Additional information about window duration, period and sessions - Cloud

Talend Cloud Pipeline Designer Processors Guide

author
Talend Documentation Team
EnrichVersion
Cloud
EnrichProdName
Talend Cloud
task
Design and Development > Designing Pipelines
EnrichPlatform
Talend Pipeline Designer

The Window processor allows you to partition streaming data into several types of time windows.: fixed time windows, sliding windows and session windows.

The Window processor starts a new window every period of time.

This window stores in memory records during a certain time (duration) then sends micro-batches of data to the output.

Fixed Time Windows

Fixed time windows, also called tumbling windows or "window trains", are the simplest form of windows:
  • all windows have the same consistent duration and never overlap

  • only one window is stored in memory at a given time

  • one piece of data is captured in one window

These windows are useful if you want to capture all data all the time.

Here, all data with timestamp values from 00:00:00 to 01:00:00 belong to Window 1, data with timestamp values from 01:00:00 to 02:00:00 belong to Window 2, etc.

Sliding windows

Sliding windows, also called sliding time windows, are the simplest form of windows:
  • multiple windows can overlap

  • several windows are stored in memory at the same time

  • elements in a data set can be captured in more than one window

These windows are useful for sampling purposes and for taking running averages of data.

Here all data with timestamp values from 00:00:00 to 01:00:00 belong to Window 1, data with timestamp values from 00:30:00 to 01:30:00 belong to Window 2, etc. In this example, you can compute a running average of the past hour's worth of data, updated every 30 minutes.

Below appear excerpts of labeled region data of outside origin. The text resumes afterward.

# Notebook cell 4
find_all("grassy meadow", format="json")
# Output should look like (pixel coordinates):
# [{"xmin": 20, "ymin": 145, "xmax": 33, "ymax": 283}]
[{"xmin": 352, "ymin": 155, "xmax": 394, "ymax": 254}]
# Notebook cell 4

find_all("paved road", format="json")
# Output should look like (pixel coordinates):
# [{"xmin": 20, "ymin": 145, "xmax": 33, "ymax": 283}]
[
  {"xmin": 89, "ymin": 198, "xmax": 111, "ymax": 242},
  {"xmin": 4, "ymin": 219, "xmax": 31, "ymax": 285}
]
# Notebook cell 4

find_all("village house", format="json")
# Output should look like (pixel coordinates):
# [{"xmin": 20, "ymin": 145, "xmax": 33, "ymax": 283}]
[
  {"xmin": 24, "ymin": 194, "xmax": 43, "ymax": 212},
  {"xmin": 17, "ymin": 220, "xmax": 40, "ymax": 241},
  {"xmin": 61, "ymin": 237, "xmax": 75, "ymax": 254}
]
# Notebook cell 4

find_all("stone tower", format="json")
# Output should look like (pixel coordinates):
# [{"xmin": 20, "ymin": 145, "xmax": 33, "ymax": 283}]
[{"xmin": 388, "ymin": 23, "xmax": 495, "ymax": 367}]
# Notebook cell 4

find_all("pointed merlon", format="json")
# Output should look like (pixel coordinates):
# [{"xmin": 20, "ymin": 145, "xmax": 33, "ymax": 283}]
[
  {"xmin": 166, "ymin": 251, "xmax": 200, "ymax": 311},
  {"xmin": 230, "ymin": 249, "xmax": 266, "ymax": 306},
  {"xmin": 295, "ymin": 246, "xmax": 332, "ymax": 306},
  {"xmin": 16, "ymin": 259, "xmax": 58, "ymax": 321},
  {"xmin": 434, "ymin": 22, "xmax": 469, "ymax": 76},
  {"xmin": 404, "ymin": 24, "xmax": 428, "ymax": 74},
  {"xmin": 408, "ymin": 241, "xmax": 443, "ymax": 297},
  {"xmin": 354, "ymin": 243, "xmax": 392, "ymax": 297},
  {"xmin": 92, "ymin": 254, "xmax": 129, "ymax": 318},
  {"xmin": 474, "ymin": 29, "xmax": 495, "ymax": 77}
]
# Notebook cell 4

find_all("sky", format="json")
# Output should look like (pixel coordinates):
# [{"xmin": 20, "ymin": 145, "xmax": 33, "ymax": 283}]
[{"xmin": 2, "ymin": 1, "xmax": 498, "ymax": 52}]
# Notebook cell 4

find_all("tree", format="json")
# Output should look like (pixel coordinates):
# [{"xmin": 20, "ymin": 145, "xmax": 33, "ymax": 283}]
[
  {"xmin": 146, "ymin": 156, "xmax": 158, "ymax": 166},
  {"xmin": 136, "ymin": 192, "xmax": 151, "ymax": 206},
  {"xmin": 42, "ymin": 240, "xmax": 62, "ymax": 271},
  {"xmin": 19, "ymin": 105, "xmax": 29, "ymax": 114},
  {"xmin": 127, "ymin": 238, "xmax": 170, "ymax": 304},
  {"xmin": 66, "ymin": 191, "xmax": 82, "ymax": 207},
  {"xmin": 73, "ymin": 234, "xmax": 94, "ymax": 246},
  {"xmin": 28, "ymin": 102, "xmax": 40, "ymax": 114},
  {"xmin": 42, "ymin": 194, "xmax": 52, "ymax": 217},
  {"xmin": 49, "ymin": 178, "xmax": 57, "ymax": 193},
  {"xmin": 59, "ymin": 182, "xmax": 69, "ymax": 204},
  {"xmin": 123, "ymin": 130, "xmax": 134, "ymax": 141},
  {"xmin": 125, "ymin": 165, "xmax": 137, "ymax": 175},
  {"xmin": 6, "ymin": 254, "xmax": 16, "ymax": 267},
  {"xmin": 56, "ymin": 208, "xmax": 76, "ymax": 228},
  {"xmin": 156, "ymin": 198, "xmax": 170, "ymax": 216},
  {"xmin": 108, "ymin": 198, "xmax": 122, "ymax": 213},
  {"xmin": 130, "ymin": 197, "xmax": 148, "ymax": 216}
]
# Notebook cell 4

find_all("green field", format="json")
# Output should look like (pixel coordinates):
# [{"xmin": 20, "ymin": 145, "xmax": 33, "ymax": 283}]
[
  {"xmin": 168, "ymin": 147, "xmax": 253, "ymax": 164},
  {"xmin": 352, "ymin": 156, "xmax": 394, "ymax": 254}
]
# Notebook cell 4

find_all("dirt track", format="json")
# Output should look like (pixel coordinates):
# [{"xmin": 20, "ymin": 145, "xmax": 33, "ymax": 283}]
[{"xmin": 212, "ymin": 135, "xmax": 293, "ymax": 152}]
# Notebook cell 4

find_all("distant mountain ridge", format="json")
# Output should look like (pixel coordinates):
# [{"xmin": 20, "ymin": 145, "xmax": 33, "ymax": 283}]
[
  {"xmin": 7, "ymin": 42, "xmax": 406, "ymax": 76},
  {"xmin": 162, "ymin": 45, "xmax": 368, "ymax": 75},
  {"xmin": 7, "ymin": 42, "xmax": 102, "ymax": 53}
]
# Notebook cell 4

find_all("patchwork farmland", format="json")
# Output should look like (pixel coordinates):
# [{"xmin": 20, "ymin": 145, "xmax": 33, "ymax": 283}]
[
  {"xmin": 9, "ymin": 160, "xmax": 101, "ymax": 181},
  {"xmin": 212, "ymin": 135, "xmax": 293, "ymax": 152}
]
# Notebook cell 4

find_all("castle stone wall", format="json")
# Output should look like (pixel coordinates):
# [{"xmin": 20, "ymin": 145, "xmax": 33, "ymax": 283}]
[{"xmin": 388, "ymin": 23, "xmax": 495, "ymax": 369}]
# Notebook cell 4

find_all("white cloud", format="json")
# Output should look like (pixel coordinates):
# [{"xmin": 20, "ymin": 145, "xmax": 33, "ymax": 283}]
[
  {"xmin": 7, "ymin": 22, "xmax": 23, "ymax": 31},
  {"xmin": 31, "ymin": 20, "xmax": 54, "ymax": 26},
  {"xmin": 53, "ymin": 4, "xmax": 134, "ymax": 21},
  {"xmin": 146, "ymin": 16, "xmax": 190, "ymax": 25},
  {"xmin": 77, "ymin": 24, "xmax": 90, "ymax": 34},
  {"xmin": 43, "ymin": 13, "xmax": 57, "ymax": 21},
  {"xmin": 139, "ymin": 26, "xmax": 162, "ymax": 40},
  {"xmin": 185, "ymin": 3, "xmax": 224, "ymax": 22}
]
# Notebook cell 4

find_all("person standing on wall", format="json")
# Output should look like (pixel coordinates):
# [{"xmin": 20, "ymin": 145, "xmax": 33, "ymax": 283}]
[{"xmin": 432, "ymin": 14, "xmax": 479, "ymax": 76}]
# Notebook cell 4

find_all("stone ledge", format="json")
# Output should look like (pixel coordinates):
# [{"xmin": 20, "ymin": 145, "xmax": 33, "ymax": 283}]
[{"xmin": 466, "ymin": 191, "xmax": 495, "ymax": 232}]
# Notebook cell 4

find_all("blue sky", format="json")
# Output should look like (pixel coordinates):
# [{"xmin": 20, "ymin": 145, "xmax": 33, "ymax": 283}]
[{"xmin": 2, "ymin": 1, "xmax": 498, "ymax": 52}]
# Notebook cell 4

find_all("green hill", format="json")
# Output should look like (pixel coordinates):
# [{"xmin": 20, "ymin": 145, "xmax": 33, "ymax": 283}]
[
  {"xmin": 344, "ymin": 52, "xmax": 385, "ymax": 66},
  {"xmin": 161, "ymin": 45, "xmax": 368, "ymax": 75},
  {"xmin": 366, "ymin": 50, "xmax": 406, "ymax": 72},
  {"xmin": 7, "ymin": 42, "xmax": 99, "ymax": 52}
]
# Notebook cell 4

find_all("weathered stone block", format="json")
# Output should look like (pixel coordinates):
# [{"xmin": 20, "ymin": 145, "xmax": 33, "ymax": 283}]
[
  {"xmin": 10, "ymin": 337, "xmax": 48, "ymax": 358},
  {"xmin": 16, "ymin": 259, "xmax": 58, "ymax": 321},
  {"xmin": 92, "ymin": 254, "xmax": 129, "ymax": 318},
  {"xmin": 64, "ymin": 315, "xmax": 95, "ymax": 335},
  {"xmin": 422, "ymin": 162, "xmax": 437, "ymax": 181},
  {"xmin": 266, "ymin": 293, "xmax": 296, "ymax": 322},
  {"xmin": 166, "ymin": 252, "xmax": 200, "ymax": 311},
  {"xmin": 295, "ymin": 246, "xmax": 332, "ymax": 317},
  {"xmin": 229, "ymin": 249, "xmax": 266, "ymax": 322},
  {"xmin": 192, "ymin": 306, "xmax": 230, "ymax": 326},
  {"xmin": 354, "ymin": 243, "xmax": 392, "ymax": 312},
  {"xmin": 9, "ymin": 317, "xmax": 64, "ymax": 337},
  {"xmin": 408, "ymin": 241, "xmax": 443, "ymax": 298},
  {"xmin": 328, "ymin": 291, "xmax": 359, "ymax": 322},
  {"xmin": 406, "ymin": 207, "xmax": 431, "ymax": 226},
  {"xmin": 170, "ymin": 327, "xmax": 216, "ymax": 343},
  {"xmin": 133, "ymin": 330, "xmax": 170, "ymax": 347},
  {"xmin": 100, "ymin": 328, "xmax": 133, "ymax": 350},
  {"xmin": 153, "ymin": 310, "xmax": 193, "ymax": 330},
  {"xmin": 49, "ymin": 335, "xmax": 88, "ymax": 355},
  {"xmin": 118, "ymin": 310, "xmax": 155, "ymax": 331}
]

Here all data with timestamp values from 00:00:00 to 01:00:00 belong to Window 1, data with timestamp values from 01:30:00 to 02:30:00 belong to Window 2 and so on. Windows do not overlap and pieces of data are stored in different windows.

Session windows

Session windows are windows that contain data that are stored in a gap duration of other data:
  • high concentrations of data are grouped into separate windows

  • idle sections of the data stream are filtered out

  • data can be captured in disjoint windows of different sizes

These windows are useful for data that is irregularly distributed with respect to time. For example, a data stream representing user mouse activity may have long periods of idle time interspersed with high concentrations of clicks.

Here the data that represents some activity is stored within a window that closes when it does not receive data during at least five minutes (duration gap). Windows do not overlap and do not have a fixed start and end time.